Board set up in 1875 to manage and protect new forests in South Australia: a first for Australia and empire

The first forestry office at Bundaleer forest, south of Jamestown in South Australia, birthplace of the Australian timber industry in 1875. Inset: Key figures behind getting a forestry board set up: board chairman George Goyder (left) and member of parliament and botanist Friedrich Krichauff.
South Australia became the birthplace of Australia’s forest industry when it appointed a forestry board in 1875 to manage and protect 195,000 acres of natural forest and cleared land, and to develop plantations and encourage reafforested farmlands.

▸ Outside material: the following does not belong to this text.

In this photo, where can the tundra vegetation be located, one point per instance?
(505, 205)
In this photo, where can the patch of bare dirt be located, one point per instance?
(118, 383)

With South Australian government surveyor general George Goyder as chairman (and until 1883), the board also headed the first government forest management organisation in the, then, British empire. Another key player in getting the forestry board appointed was Friedrich Krichauff, a botanist from Schleswig and first South Australian German member of parliament, who campaigned passionately for forests to be established in South Australia.
With the help from Scottish nurseryman Edwin Smith, Goyder carried out a survey for possible forest and nursery sites. The colony’s first forest tree plantings began in 1875 at Bundaleer, just south of Jamestown in the mid north, called the birthplace of the Australian timber industry. The next plantations were at Wirrabara in the mid north and Mount Gambier in the southeast.
Adelaide Botanic Garden curator Richard Schomburghk recommended Wirrabara as a suitable nursery site to find what trees were most suited to South Australian conditions.
In January 1877, the South Australia government opened the first plant nursery in Australia, about five miles from Wirrabara along Ippinitchie Creek. Robert Lucas as nurseryman oversaw the large variety of Australian and overseas trees, including nearly 20,000 seeds of walnut, chestnut, ash, oaks, sycamores, pines, willows and bamboos, to find the right timber for South Australian conditions.
Pinus radiata from California, first introduced by Schomburghk from Monterey in 1866, was selected as the most suitable.
In 1879, the South Australian forestry board employed some local Wirrabara residents as cadets for training in forest management. Among them was Fred Melville, who eventually became inspector of forests in 1914 and assistant conservator of forests in 1924.